Two WPF Reports Cited in White House Big Data Report; WPF supportive of report findings
Two key recent reports published by the World Privacy Forum, The Scoring of America and Data Brokers and the Federal Government, were cited in the White House’s new report on Big Data.
Of note, the White House report agreed with WPF’s position strongly taken in the Data Brokers and the Federal Government report (October, 2013) that new privacy guidance issued in 2013 from OMB for a Do Not Pay program run by the US government set a meaningful example that could and should be replicated in programs across the US Federal government. The OMB guidance rightly recognized that commercial data sources may present new or increased privacy risks, such as databases with inaccurate or out-of-date information, and addressed some of those risks.
The White House report stated:
Given the increasing range of sensitive information available about individuals through commercial sources, this guidance is a significant step to ensure privacy protections when private-sector data is used to inform government decision-making. Similar OMB guidance should be considered for a wider range of agencies and programs, so the protections Americans have come to expect from their government exist regardless of where data originates.

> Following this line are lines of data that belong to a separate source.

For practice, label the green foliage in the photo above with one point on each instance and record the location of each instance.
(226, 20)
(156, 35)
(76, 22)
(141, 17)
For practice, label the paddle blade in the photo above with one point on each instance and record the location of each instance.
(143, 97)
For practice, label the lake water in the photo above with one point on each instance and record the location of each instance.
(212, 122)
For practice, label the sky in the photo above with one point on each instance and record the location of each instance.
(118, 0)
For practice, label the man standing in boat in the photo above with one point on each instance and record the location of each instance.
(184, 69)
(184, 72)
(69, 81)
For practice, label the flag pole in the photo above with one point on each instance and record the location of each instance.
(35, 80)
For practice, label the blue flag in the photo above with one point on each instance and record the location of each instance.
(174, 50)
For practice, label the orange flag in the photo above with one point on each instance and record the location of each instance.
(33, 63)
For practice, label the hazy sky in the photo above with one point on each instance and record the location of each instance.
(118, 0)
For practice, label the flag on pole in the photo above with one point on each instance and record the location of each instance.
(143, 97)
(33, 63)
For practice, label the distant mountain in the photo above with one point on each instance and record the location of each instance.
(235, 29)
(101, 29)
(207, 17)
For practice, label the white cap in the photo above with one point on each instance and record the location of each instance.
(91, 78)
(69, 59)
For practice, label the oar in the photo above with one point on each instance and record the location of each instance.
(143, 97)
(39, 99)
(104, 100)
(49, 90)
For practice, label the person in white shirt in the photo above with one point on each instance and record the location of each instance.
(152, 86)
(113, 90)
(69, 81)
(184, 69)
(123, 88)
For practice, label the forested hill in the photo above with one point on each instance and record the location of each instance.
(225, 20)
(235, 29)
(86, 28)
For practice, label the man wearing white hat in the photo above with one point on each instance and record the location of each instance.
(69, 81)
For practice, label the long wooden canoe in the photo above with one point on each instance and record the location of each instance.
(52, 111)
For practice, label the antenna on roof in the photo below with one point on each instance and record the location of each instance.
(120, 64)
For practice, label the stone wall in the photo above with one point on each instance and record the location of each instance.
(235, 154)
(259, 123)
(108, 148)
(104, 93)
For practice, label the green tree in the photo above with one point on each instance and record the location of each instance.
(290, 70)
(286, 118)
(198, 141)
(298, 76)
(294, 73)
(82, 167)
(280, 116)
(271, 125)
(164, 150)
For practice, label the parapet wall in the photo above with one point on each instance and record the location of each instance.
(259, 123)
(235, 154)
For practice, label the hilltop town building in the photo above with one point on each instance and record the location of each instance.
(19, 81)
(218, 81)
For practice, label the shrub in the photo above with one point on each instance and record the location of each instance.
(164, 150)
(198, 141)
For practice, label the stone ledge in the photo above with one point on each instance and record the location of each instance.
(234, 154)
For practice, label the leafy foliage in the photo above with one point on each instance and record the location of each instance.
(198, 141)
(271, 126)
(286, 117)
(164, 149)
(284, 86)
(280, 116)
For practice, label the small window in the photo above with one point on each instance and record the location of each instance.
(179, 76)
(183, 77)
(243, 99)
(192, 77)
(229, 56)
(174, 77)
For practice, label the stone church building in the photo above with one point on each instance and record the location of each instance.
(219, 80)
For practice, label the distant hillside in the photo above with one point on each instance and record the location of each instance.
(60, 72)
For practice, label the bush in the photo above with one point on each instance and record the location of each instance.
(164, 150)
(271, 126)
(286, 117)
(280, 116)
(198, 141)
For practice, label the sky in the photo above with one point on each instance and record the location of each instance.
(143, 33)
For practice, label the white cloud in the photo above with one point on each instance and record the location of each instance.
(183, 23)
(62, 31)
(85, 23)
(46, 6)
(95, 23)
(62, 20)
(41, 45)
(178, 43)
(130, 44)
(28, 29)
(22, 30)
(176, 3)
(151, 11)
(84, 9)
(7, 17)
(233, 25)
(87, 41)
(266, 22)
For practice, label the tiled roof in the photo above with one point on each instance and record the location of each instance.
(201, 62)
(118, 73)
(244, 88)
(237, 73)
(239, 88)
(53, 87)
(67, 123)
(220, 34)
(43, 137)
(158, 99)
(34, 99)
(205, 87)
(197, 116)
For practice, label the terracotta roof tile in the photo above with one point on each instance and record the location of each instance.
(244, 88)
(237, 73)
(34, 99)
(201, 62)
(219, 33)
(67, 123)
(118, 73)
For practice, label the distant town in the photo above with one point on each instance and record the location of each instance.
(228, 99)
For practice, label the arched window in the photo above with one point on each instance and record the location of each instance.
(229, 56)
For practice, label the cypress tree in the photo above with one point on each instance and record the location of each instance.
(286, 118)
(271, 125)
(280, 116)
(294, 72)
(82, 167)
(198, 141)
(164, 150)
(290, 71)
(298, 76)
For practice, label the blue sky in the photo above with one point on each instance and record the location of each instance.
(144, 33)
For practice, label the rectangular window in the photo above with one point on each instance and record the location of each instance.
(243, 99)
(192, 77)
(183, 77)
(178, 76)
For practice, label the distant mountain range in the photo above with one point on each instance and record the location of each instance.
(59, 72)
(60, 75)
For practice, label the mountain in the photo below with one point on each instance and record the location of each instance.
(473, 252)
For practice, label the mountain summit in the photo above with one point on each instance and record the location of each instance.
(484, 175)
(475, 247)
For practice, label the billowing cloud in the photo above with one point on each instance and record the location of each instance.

While this may be very technical, it is of crucial importance to implement going forward, and the White House report rightly recognizes its importance.
Also of note, the White House report agreed with WPF’s extensive 90-page research study in the Scoring of America showing that predictive analytics that result in consumer scoring can introduce substantive privacy issues that impact the lives of individuals. The WPF Scoring report noted, among other things, that the Fair Credit Reporting Act is not sufficient to resolve the problems that are introduced, a position which the White House report echoed.
The White House report echoed closely WPF’s Scoring of America research and findings, stating:
Fueled by greater access to data and powerful analytics, there are now a host of products that “score” individuals beyond the scope of traditional credit scores, which are regulated by law. These products attempt to statistically characterize everything from a consumer’s ability to pay to whether, on the basis of their social media posts, they are a “social influencer” or “socially influenced.”
While these scores may be generated for marketing purposes, they can also in practice be used similarly to regulated credit scores in ways that influence an individuals’ opportunities to find housing, forecast their job security, or estimate their health, outside of the protections of the Fair Credit Reporting Act or Equal Credit Opportunity Act. Details on what types of data are included in these scores and the algorithms used for assigning attributes to an individual are held closely by companies and largely invisible to consumers. That means there is often no meaningful avenue for either identifying harms or holding any entity in the decision-making chain accountable.
WPF also submitted separate written comments to the White House panel discussing the importance of addressing the needs of vulnerable populations as well as addressing technical issues such as accuracy and overfitting in analytical models.
“We are pleased that the White House report has correctly recognized critically important issues that impact individuals’ privacy in the area of big data. We commend the report for clearly recognizing that information originally intended for marketing purposes can also be used to impact individuals’ marketplace opportunities in substantive ways that impact peoples’ daily lives, and that creating meaningful protections is important,” said WPF executive director Pam Dixon.